At this certain customer, we use the Enterprise Manager 12c Cloud control as the central monitoring system for all our Oracle Fusion Middleware. Unfortunately, constructing an OSB Monitoring Template doesn’t include a facility to monitor the reporting provider. I solved this by using a metric extension, a great feature within EM 12c, and finally I added this extension to the monitoring template.
Creating a metric extension
My startpoint is a simple SQL Script to query the OSB WLI table:
SELECT LOCALHOST_TIMESTAMP, HOST_NAME, STATE, INBOUND_SERVICE_NAME, INBOUND_SERVICE_URI, INBOUND_OPERATION, OUTBOUND_SERVICE_NAME, OUTBOUND_SERVICE_URI, OUTBOUND_OPERATION, ERROR_CODE, ERROR_REASON, ERROR_DETAILS FROM WLI_QS_REPORT_ATTRIBUTE and LOCALHOST_TIMESTAMP > trunc(sysdate-1);
I am no SQL Guru, but this worked for me, but feel free to tune this to get the best out of it. I used this script for my metric extension.

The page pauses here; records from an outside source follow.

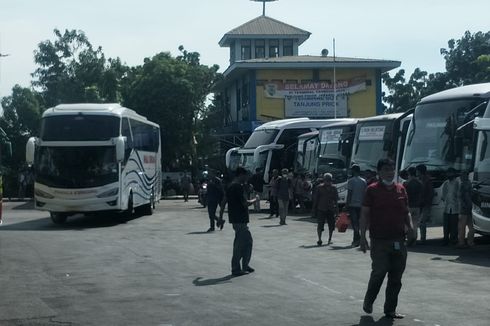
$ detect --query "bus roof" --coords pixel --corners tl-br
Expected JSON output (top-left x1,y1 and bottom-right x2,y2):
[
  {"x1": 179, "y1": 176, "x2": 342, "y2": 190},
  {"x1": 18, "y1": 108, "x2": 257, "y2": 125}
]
[
  {"x1": 42, "y1": 103, "x2": 159, "y2": 127},
  {"x1": 419, "y1": 83, "x2": 490, "y2": 104},
  {"x1": 359, "y1": 113, "x2": 404, "y2": 123},
  {"x1": 255, "y1": 118, "x2": 333, "y2": 130},
  {"x1": 320, "y1": 118, "x2": 359, "y2": 130}
]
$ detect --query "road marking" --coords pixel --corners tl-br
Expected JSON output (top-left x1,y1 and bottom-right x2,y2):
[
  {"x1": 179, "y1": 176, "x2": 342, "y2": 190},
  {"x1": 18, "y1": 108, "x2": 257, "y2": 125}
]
[{"x1": 295, "y1": 276, "x2": 342, "y2": 294}]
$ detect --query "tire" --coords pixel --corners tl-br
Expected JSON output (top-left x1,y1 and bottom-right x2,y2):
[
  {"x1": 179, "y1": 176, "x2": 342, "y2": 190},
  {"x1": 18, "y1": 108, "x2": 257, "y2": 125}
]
[
  {"x1": 49, "y1": 212, "x2": 68, "y2": 224},
  {"x1": 124, "y1": 192, "x2": 134, "y2": 218}
]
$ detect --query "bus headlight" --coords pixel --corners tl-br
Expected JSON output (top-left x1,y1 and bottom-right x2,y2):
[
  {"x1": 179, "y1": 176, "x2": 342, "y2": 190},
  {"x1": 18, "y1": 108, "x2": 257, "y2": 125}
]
[
  {"x1": 97, "y1": 188, "x2": 119, "y2": 198},
  {"x1": 34, "y1": 189, "x2": 54, "y2": 199}
]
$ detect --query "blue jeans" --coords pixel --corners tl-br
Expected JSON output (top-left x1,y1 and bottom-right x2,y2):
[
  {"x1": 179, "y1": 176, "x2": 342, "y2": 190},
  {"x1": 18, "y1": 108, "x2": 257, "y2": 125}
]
[{"x1": 231, "y1": 223, "x2": 253, "y2": 273}]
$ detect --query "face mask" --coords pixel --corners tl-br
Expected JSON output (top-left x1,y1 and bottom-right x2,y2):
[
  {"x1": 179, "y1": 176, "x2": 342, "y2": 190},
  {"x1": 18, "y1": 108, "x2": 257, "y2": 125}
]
[{"x1": 381, "y1": 179, "x2": 395, "y2": 186}]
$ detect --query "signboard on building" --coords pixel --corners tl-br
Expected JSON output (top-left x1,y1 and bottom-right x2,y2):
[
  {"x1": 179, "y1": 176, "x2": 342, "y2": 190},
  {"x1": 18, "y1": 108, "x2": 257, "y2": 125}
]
[
  {"x1": 359, "y1": 126, "x2": 385, "y2": 140},
  {"x1": 264, "y1": 80, "x2": 366, "y2": 118}
]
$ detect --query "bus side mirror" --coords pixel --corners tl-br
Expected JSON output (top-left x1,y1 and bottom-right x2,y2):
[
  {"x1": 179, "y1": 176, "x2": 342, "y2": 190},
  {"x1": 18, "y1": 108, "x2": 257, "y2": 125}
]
[
  {"x1": 26, "y1": 137, "x2": 36, "y2": 165},
  {"x1": 116, "y1": 136, "x2": 125, "y2": 162}
]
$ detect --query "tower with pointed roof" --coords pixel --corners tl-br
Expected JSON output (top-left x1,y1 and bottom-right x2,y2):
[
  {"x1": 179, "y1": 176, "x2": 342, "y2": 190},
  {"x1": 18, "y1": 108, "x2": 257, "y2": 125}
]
[{"x1": 215, "y1": 0, "x2": 401, "y2": 149}]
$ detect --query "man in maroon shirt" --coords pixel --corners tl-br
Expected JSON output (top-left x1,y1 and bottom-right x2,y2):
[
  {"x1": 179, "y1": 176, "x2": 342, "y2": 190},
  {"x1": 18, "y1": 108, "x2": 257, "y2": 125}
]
[{"x1": 360, "y1": 159, "x2": 413, "y2": 318}]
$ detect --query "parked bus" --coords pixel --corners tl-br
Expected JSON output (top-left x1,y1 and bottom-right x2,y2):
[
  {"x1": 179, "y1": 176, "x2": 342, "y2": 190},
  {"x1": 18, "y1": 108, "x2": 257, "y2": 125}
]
[
  {"x1": 472, "y1": 89, "x2": 490, "y2": 235},
  {"x1": 351, "y1": 111, "x2": 412, "y2": 181},
  {"x1": 402, "y1": 83, "x2": 490, "y2": 223},
  {"x1": 26, "y1": 104, "x2": 161, "y2": 224},
  {"x1": 315, "y1": 119, "x2": 358, "y2": 204},
  {"x1": 226, "y1": 118, "x2": 334, "y2": 196}
]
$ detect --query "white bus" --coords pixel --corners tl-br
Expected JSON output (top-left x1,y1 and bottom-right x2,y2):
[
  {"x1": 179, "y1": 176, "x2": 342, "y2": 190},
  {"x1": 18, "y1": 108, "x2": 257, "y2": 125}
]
[
  {"x1": 315, "y1": 119, "x2": 358, "y2": 204},
  {"x1": 226, "y1": 118, "x2": 335, "y2": 196},
  {"x1": 26, "y1": 104, "x2": 161, "y2": 224},
  {"x1": 351, "y1": 111, "x2": 412, "y2": 181},
  {"x1": 401, "y1": 83, "x2": 490, "y2": 223}
]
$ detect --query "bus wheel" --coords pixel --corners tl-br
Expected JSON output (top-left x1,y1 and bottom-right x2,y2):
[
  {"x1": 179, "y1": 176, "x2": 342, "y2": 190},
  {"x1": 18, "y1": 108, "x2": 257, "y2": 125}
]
[
  {"x1": 124, "y1": 192, "x2": 134, "y2": 218},
  {"x1": 49, "y1": 212, "x2": 68, "y2": 224},
  {"x1": 141, "y1": 194, "x2": 155, "y2": 215}
]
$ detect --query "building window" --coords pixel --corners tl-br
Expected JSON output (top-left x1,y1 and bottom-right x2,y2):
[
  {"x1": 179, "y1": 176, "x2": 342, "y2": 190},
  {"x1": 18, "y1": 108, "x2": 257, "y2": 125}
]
[
  {"x1": 241, "y1": 40, "x2": 252, "y2": 60},
  {"x1": 282, "y1": 40, "x2": 293, "y2": 56},
  {"x1": 269, "y1": 40, "x2": 279, "y2": 58},
  {"x1": 255, "y1": 40, "x2": 265, "y2": 59}
]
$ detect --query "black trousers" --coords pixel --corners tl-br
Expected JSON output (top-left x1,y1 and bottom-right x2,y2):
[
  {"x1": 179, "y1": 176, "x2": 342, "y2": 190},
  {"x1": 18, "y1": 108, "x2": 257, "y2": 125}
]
[
  {"x1": 364, "y1": 239, "x2": 407, "y2": 313},
  {"x1": 231, "y1": 223, "x2": 253, "y2": 273}
]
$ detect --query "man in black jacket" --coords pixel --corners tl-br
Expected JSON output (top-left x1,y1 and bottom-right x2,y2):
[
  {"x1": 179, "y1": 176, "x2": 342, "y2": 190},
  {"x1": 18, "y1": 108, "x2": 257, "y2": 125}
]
[{"x1": 218, "y1": 167, "x2": 256, "y2": 276}]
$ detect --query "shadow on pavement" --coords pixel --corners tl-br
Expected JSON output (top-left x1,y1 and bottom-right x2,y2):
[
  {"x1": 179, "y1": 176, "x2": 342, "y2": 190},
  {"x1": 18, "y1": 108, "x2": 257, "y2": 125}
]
[
  {"x1": 352, "y1": 316, "x2": 394, "y2": 326},
  {"x1": 0, "y1": 213, "x2": 142, "y2": 231},
  {"x1": 12, "y1": 201, "x2": 34, "y2": 210},
  {"x1": 192, "y1": 274, "x2": 233, "y2": 286}
]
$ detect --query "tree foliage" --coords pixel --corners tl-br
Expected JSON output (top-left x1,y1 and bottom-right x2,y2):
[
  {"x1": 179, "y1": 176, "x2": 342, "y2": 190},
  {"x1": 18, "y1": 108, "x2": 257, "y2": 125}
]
[
  {"x1": 32, "y1": 29, "x2": 128, "y2": 107},
  {"x1": 123, "y1": 47, "x2": 218, "y2": 169},
  {"x1": 382, "y1": 31, "x2": 490, "y2": 112}
]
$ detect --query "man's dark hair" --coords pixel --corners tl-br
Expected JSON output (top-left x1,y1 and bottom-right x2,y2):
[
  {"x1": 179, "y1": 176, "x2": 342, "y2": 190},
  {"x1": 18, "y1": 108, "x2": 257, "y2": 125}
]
[
  {"x1": 408, "y1": 166, "x2": 417, "y2": 177},
  {"x1": 350, "y1": 164, "x2": 361, "y2": 173},
  {"x1": 235, "y1": 166, "x2": 248, "y2": 177},
  {"x1": 416, "y1": 164, "x2": 427, "y2": 175},
  {"x1": 376, "y1": 158, "x2": 395, "y2": 171}
]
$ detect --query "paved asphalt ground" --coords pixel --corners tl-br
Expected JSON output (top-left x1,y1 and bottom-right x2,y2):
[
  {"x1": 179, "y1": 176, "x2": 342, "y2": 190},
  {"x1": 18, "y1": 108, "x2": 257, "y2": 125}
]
[{"x1": 0, "y1": 200, "x2": 490, "y2": 326}]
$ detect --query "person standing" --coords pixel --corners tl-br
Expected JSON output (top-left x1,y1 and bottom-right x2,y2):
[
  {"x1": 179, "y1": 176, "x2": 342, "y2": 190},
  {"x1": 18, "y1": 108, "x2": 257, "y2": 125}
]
[
  {"x1": 360, "y1": 159, "x2": 413, "y2": 319},
  {"x1": 313, "y1": 173, "x2": 339, "y2": 246},
  {"x1": 441, "y1": 168, "x2": 460, "y2": 246},
  {"x1": 345, "y1": 164, "x2": 367, "y2": 247},
  {"x1": 458, "y1": 171, "x2": 475, "y2": 248},
  {"x1": 218, "y1": 167, "x2": 256, "y2": 276},
  {"x1": 415, "y1": 164, "x2": 434, "y2": 244},
  {"x1": 249, "y1": 168, "x2": 264, "y2": 213},
  {"x1": 275, "y1": 169, "x2": 293, "y2": 225},
  {"x1": 403, "y1": 166, "x2": 423, "y2": 245},
  {"x1": 269, "y1": 169, "x2": 279, "y2": 218},
  {"x1": 207, "y1": 177, "x2": 223, "y2": 232},
  {"x1": 180, "y1": 172, "x2": 191, "y2": 201}
]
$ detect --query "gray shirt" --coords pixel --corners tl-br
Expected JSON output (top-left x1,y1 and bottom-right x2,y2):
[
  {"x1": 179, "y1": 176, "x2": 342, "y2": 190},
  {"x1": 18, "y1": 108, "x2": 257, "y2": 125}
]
[{"x1": 347, "y1": 176, "x2": 367, "y2": 207}]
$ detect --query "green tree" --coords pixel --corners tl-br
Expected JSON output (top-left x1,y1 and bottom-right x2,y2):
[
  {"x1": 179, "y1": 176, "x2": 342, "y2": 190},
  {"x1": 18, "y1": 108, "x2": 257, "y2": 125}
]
[
  {"x1": 0, "y1": 85, "x2": 41, "y2": 196},
  {"x1": 122, "y1": 47, "x2": 218, "y2": 170},
  {"x1": 32, "y1": 29, "x2": 129, "y2": 107}
]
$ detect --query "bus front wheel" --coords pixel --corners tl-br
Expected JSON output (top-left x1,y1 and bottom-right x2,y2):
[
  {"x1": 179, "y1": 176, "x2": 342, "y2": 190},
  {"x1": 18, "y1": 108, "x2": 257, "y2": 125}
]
[{"x1": 49, "y1": 212, "x2": 68, "y2": 224}]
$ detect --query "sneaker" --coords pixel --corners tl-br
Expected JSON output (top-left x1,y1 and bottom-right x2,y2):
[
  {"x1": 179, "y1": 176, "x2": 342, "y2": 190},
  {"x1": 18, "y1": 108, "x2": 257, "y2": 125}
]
[{"x1": 243, "y1": 266, "x2": 255, "y2": 273}]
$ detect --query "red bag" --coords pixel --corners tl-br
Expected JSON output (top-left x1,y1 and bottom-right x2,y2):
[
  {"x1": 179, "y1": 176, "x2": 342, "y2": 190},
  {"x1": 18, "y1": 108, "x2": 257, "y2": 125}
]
[{"x1": 335, "y1": 212, "x2": 350, "y2": 232}]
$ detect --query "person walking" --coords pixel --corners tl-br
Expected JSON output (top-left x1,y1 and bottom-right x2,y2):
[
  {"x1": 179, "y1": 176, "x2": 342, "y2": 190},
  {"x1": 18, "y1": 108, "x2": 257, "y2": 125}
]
[
  {"x1": 275, "y1": 169, "x2": 293, "y2": 225},
  {"x1": 415, "y1": 164, "x2": 434, "y2": 244},
  {"x1": 312, "y1": 173, "x2": 339, "y2": 246},
  {"x1": 180, "y1": 172, "x2": 191, "y2": 202},
  {"x1": 269, "y1": 169, "x2": 279, "y2": 218},
  {"x1": 441, "y1": 168, "x2": 460, "y2": 246},
  {"x1": 218, "y1": 167, "x2": 256, "y2": 276},
  {"x1": 403, "y1": 166, "x2": 424, "y2": 246},
  {"x1": 345, "y1": 164, "x2": 367, "y2": 247},
  {"x1": 207, "y1": 177, "x2": 223, "y2": 232},
  {"x1": 458, "y1": 171, "x2": 475, "y2": 248},
  {"x1": 249, "y1": 168, "x2": 264, "y2": 213},
  {"x1": 360, "y1": 159, "x2": 413, "y2": 319}
]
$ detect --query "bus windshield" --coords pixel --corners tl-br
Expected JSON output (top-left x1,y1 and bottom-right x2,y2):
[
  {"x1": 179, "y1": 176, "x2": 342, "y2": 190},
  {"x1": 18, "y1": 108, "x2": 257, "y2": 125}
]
[
  {"x1": 352, "y1": 121, "x2": 393, "y2": 171},
  {"x1": 243, "y1": 129, "x2": 279, "y2": 148},
  {"x1": 34, "y1": 146, "x2": 118, "y2": 188},
  {"x1": 317, "y1": 129, "x2": 348, "y2": 183},
  {"x1": 40, "y1": 114, "x2": 121, "y2": 141},
  {"x1": 473, "y1": 130, "x2": 490, "y2": 185},
  {"x1": 402, "y1": 99, "x2": 485, "y2": 170}
]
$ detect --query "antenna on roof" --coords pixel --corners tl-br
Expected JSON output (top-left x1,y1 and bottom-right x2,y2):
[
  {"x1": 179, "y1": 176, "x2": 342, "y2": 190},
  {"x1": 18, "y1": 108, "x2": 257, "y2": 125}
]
[{"x1": 250, "y1": 0, "x2": 277, "y2": 16}]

In EM 12C, select Montoring -> Metric Extensions -> Create New
In the next screen you can enter the SQL Script or upload it to your EM. There are a lot more options I did not use at this time:
Next you need to specify all the columns from the query, and specify one as the key column. I chose the LOCALHOST_TIMESTAMP ( Timestamp of OSB host) as the key value. I did not specify any alert, I will do that one later.
For Credentials I used the ‘Use Default Monitoring Credentials’, but beware: give this user (usually called dbsnmp) select permissions on the WLI_QS_REPORT_ATTRIBUTE table of the OSB Repository schema.
After that you can add the OSB database and test the metric extension:
Then you’re finished. You deploy this extension to your OSB targets.
Select the metric extension and set this to a Deployable Draft (in the dropdown list of the Actions Menu). Then publish the extension following the same method.
Now you can deploy the extension, either to individual targets, your OSB databases, or to your companies Service Bus template, through the Actions Menu of the extension.
If you look at your OSB database metrics, you can see the metric is added.